Vorteile einer Studentenverbindung
Stellt sich nun also die Frage, was es bringt, in so einer Studentenverbindung Mitglied zu sein. Hier die drei wesentlichsten Vorteile:
Gemeinschaft und Anschluss
Am offensichtlichsten ist wohl der Vorteil der Gemeinschaft. Das Verbindungsleben ist ein sehr aktives Leben in der Gemeinschaft. Es werden Veranstaltungen organisiert, es wird gemeinsam gelernt und gefeiert. Wenn du als Erstsemester neu in eine Stadt kommst, findest du in der Studentenverbindung direkt Anschluss.

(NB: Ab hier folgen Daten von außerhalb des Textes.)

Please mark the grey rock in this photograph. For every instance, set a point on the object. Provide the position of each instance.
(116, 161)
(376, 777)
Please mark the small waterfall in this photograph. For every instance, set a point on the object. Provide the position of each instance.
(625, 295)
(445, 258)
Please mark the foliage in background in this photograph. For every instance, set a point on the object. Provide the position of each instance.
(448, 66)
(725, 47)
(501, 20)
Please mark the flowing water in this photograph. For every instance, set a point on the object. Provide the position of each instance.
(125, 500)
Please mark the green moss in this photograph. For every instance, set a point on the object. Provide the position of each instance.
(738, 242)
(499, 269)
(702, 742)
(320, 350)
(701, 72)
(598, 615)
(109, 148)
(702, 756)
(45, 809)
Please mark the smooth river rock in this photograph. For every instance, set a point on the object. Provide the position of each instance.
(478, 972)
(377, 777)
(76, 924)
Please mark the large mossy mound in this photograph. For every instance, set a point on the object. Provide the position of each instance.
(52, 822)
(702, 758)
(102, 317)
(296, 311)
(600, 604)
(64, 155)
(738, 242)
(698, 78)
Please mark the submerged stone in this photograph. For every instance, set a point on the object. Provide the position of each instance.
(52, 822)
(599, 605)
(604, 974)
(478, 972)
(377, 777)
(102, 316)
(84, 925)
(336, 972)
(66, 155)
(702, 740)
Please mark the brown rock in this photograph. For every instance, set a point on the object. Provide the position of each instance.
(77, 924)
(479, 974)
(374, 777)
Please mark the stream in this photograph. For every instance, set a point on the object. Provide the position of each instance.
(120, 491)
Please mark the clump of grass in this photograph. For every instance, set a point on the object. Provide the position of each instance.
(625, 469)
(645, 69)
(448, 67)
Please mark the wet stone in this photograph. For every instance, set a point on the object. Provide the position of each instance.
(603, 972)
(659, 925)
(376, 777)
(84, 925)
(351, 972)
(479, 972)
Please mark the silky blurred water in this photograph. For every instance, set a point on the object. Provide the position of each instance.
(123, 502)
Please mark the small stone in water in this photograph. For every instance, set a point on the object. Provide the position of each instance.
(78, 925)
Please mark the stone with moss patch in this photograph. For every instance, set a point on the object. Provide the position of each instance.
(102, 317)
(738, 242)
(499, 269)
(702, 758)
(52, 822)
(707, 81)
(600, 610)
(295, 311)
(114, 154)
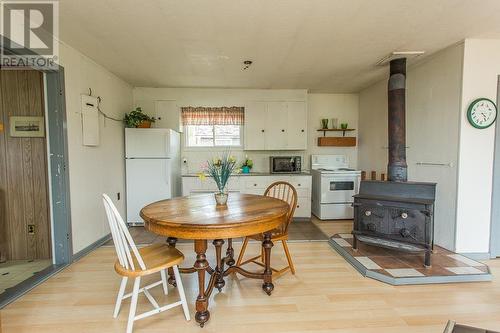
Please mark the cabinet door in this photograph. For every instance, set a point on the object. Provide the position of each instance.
(276, 125)
(167, 115)
(297, 125)
(255, 130)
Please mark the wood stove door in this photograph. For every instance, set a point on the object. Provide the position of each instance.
(409, 225)
(371, 219)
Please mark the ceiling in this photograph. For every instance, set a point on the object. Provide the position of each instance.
(320, 45)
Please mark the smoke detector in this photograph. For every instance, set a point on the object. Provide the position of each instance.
(247, 64)
(399, 54)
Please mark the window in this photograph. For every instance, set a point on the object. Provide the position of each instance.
(213, 126)
(213, 136)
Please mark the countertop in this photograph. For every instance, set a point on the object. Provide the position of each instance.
(304, 173)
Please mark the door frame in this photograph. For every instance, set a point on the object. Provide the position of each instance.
(59, 190)
(495, 195)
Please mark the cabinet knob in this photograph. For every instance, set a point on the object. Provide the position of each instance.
(404, 232)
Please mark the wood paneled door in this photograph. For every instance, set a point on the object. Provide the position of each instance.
(24, 199)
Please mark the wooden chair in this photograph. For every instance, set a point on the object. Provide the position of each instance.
(286, 192)
(135, 263)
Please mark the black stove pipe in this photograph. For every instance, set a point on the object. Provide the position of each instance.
(397, 167)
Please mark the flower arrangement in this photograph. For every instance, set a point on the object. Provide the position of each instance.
(137, 118)
(220, 169)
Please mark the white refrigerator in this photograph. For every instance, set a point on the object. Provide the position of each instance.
(152, 161)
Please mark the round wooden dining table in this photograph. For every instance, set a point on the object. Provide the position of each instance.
(198, 218)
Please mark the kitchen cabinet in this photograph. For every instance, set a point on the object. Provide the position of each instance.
(276, 125)
(255, 184)
(255, 129)
(167, 115)
(296, 126)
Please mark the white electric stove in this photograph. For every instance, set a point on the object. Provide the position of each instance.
(333, 185)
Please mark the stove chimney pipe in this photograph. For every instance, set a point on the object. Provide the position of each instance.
(397, 167)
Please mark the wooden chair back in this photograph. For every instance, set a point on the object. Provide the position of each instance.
(126, 250)
(286, 192)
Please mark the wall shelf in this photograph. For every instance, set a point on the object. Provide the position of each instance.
(324, 130)
(337, 141)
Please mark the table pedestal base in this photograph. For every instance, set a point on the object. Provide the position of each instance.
(201, 267)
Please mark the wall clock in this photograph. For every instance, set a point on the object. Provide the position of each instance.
(482, 113)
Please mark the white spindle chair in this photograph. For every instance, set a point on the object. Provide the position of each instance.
(135, 263)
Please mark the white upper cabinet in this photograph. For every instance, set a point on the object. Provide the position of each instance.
(255, 126)
(276, 126)
(167, 115)
(297, 126)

Günstige Miete und andere Annehmlichkeiten
Auch die günstige Miete kann ein ganz praktischer Vorteil einer Mitgliedschaft sein. Viele Studentenverbindungen verfügen über eigene Verbindungshäuser, die von Alten Herren oder Hohen Damen durch deren Mitgliedsbeiträge finanziert werden. Nicht selten kann man als Mitglied dann in ein bestens ausgestattetes Haus ziehen, in dem es in manchen Fällen sogar Personal gibt.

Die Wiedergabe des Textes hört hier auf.